Я из-за плеча всмотрелся в альбом, ожидая увидеть седой ковыль, куртинки крапивы возле заброшенных колодцев, солнечное польцо жабника, притаенные подслеповатые избушки, похожие на камни-одинцы, рухнувшие с небес, крохотное зеркальце воды в зеленой ряске и рыжую лягушачью мордашенцию, глазеющую из травяной повители. Но увидел лишь летящих странных человечков с длинными носами, больше напоминающих грачей, запеленутых в темно-синие макинтоши. Из растрепанных ветром подолов торчали блестящие черные камаши с рубчатыми подошвами. А далеко внизу, в голубой некошеной траве, там-сям торчали покинутые родные дворишки, похожие на косматые птичьи гнездовья. Девушка рисовала нервно, порывисто, выхватывая мелки из длинного желтого пенала, чиркала и тут же скоблила подушечкой указательного пальца, вытирая из бумаги нужный образ. Ей, наверное, хотелось, чтобы люди-птицы ожили и позвали за собою...

Волосы на затылке были зачесаны в мальчишеский вихор, открывая тонкую беззащитную шейку, плечи прямые, острые, и под тонкой загорелой кожей проступал каждый мосолик. Я вдруг смутился, хотел отступить за ветлу, пока не заметили. Мне показалось, что Жабки во все свои распахнутые оконца любопытно и блудливо уставились на нас, уже предвкушая будущую игру. Еще ничего не затеивалось, а они уже сплели пошлую интрижку, связали в коварный узел и гадали развязку. «Ишь, наш колченогий-то с бабой замужней связался. Совсем, милый, сбрендил...»

Ну и сбрендил, если того хотите, сплетницы-переводницы, жуйте ядовитые травки, сплевывайте на ветер отравы, насылайте худую оприкосливую запуку, а я вас не боюся...

От этих нечаянных мыслей я возвеселился, немного захмелел, честное слово, и разогрелся нутром. Подумал, приступая к девице: «Когда женщина молчит – не перебивай ее».

– Подглядывать некрасиво, Павел Петрович...

Голос был грудной, переливистый, но с тонким нервным протягом вверх, словно бы девушке перехватывали горло. Она оглянулась и долго не сымала с меня изучающего взгляда, словно бы хотела рассмотреть меня получше или позволяла разглядеть себя во всей прелести. Глядела задорно, без жеманства, позывая к разговору.

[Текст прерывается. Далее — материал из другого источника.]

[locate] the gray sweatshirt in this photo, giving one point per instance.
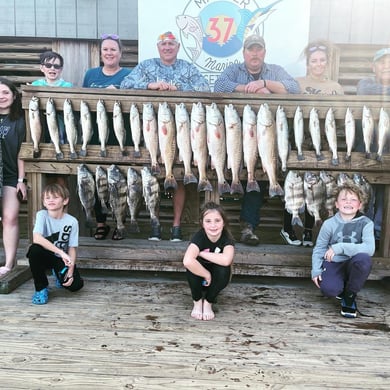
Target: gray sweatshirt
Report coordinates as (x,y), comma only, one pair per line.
(347,238)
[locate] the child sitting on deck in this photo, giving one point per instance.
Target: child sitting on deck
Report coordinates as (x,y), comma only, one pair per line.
(55,239)
(341,260)
(208,260)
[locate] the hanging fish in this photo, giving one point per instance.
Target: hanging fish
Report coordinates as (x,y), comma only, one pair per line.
(86,127)
(349,133)
(282,137)
(86,191)
(266,143)
(299,132)
(368,129)
(102,187)
(250,152)
(102,124)
(117,189)
(199,145)
(70,127)
(315,133)
(35,124)
(331,135)
(167,143)
(234,147)
(183,137)
(119,127)
(294,196)
(51,119)
(216,144)
(134,197)
(150,133)
(135,125)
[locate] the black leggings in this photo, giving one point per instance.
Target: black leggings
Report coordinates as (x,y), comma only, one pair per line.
(40,260)
(220,278)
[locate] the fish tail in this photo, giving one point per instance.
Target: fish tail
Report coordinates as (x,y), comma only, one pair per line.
(275,190)
(204,185)
(170,182)
(189,178)
(236,188)
(252,185)
(223,188)
(296,220)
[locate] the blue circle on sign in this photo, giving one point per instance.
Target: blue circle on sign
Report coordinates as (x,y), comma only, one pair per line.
(215,43)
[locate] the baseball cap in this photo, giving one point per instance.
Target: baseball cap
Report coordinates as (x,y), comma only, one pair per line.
(167,36)
(254,40)
(381,53)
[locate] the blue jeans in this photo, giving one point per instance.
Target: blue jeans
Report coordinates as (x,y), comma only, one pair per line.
(251,205)
(348,275)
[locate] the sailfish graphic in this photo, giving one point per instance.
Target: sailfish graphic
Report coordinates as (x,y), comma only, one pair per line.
(253,22)
(191,26)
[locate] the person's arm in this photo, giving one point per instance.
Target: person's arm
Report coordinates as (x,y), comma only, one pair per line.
(45,243)
(224,258)
(192,264)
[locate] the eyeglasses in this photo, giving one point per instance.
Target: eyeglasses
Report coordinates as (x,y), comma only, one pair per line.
(48,65)
(115,37)
(314,48)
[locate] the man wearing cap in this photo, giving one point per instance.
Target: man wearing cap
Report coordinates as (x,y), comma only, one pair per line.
(254,76)
(380,83)
(377,85)
(167,73)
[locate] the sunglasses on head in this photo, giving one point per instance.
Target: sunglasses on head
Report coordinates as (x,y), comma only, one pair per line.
(314,48)
(48,65)
(115,37)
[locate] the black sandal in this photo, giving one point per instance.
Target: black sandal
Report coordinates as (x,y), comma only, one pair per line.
(117,235)
(101,232)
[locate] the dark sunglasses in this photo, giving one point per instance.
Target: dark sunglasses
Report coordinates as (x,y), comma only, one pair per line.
(115,37)
(48,65)
(314,48)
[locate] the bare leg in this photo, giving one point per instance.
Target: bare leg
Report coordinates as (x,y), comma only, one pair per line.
(10,221)
(197,311)
(208,313)
(179,197)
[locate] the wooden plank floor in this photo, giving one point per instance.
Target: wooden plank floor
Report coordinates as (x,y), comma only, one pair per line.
(133,331)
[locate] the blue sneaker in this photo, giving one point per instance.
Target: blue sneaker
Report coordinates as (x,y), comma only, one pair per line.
(348,307)
(40,297)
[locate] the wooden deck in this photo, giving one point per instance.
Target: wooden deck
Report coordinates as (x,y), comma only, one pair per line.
(134,331)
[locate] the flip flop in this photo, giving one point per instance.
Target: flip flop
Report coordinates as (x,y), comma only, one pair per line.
(116,235)
(4,270)
(101,232)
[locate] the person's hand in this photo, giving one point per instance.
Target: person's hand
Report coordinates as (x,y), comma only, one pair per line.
(207,280)
(317,280)
(329,254)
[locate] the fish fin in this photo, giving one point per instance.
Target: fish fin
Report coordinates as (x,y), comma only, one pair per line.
(296,221)
(189,178)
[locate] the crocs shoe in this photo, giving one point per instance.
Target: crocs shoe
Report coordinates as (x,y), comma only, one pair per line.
(41,297)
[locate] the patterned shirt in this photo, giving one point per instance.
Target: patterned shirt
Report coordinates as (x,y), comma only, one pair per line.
(237,74)
(369,86)
(57,83)
(184,75)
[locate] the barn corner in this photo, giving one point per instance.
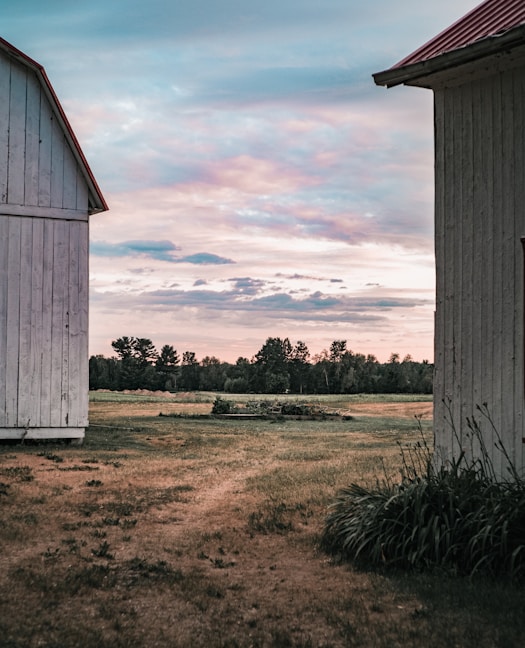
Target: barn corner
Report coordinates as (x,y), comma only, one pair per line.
(476,70)
(47,195)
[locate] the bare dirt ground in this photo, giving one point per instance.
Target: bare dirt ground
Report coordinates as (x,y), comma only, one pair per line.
(163,531)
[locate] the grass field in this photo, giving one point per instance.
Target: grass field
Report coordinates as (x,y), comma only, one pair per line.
(182,530)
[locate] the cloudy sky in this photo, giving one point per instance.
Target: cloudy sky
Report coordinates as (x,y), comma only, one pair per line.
(259,183)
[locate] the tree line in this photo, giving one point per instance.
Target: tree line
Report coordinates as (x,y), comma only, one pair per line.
(277,368)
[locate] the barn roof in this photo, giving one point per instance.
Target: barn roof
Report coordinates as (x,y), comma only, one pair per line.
(96,199)
(488,28)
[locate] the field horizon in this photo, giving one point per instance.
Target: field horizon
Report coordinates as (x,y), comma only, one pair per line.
(171,528)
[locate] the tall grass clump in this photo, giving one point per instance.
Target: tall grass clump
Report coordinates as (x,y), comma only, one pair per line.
(458,516)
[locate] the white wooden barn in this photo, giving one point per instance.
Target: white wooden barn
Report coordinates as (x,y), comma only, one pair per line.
(47,194)
(476,69)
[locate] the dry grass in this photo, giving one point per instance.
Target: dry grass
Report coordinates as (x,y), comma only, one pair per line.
(164,531)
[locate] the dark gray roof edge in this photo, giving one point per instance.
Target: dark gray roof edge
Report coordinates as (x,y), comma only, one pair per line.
(471,52)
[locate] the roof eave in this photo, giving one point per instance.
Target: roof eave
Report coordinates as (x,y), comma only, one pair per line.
(418,73)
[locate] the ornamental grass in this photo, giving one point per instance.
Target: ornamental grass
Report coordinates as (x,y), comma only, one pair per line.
(457,517)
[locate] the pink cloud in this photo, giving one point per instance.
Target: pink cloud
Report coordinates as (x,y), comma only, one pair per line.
(257,176)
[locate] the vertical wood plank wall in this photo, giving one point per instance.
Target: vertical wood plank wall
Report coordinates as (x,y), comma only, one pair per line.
(43,328)
(43,264)
(480,219)
(37,167)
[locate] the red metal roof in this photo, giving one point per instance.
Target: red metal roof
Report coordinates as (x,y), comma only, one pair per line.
(488,19)
(100,203)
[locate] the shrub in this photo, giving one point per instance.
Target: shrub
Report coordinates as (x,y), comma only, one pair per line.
(457,517)
(221,406)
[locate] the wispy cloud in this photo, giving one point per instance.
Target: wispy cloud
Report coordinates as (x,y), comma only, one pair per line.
(250,136)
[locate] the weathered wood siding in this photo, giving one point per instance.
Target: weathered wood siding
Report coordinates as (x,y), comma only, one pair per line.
(480,219)
(43,323)
(44,205)
(37,166)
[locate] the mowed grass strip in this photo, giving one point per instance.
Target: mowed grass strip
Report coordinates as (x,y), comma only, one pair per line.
(202,532)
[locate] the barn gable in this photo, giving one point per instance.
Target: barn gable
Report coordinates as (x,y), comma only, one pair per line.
(41,163)
(476,69)
(47,193)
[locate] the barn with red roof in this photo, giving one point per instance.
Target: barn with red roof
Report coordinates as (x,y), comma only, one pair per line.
(476,70)
(47,195)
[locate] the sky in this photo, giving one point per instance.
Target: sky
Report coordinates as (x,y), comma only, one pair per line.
(259,183)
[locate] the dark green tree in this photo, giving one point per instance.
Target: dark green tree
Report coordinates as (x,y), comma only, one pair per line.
(299,368)
(189,371)
(272,366)
(167,368)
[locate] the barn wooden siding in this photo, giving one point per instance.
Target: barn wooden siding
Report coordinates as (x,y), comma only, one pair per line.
(480,219)
(37,166)
(43,326)
(46,196)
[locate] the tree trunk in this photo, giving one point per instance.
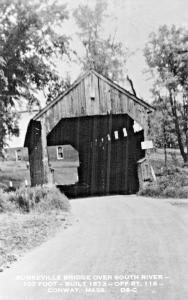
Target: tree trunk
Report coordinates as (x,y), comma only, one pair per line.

А девица, верно, что была очень мила: улыбчивые припухлые губы с петельками в углах, тонкий пережимистый носик, щеки крутые, как тугие наливные яблочки, и в серых, широко распахнутых, почти круглых глазах порхают серебряные пылинки, вспугнутые солнцем.

– Татьяна. – Она протянула узкую ладошку, слегка вялую, влажноватую в глубине, с длинными тонкими перстами, с золотым тонким колечком, протянула гибко, слегка рисуясь, как то делают томные городские барышни, и мне невольно пришлось поцеловать ее руку, призадержав ее на весу и как бы взвешивая. – А я вас знаю, но не открою от кого. Говорят, что вы душевед, вы распечатываете сердце и после угадываете судьбу. Скажите, что со мной станет? – Татьяна заломила пальцы. Побелевшая кожа ладони, на дне которой скопилась влага, была густо испещрена тайнописью. Татьяна с такой легкостью и доверчивостью устремилась навстречу, словно бы давно отыскивала в миру себе друга, и вот теперь, случайно угодив на него, боялась потерять. И, торопясь, привязывала к себе.

– Таня... Можно вас так называть?

Она кивнула, во взгляде проступила грусть. Я заглянул в серые, глубокие, чистые воды и не увидел там дна.

– Я прежде действительно гадал, но однажды отступился. Не хочу к дьяволу... После как-нибудь расскажу... Я окончательно распрощался с тремя иллюзиями: что богатые и знатные женщины обязательно красивы, врачи не болеют, а учителя – великие умники, знающие все... И не пытайтесь еще одно заблуждение представить правдою... Таня, вы учитесь живописи?